Thinking back over all the times I've called the police in the last 8 years, they were all incidents where he had hit me or caused some kind of trouble, including violating the protective order. So now I have to wonder what will happen. If he gets serious jail time that's a huge hit to me financially. He's playing mind games with Bad Boy again, and is allegedly planning to file for custody (this still makes me laugh though as the likelihood of him succeeding at this point is so remote), but it's still an inconvenience and annoyance to have to wait so long for justice to be served.
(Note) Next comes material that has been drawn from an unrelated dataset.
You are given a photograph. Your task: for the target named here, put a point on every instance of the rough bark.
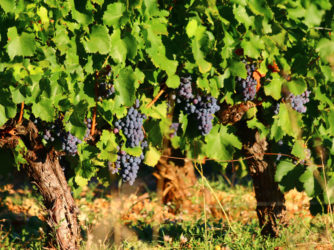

The last 4 or 5 months have worn me out. I'm ready for it to be done so I can move on. I hate that he still has so much control over me. I hate even more that he has taken away every support I had to help me get through. I hate even more having to struggle through alone. I hate hearing "you'll manage, you're strong", when all I really want to do is curl up in a ball and cry. I hate pretending I'm ok because no one really wants to help anyway. But I just keep smiling.... and pretending.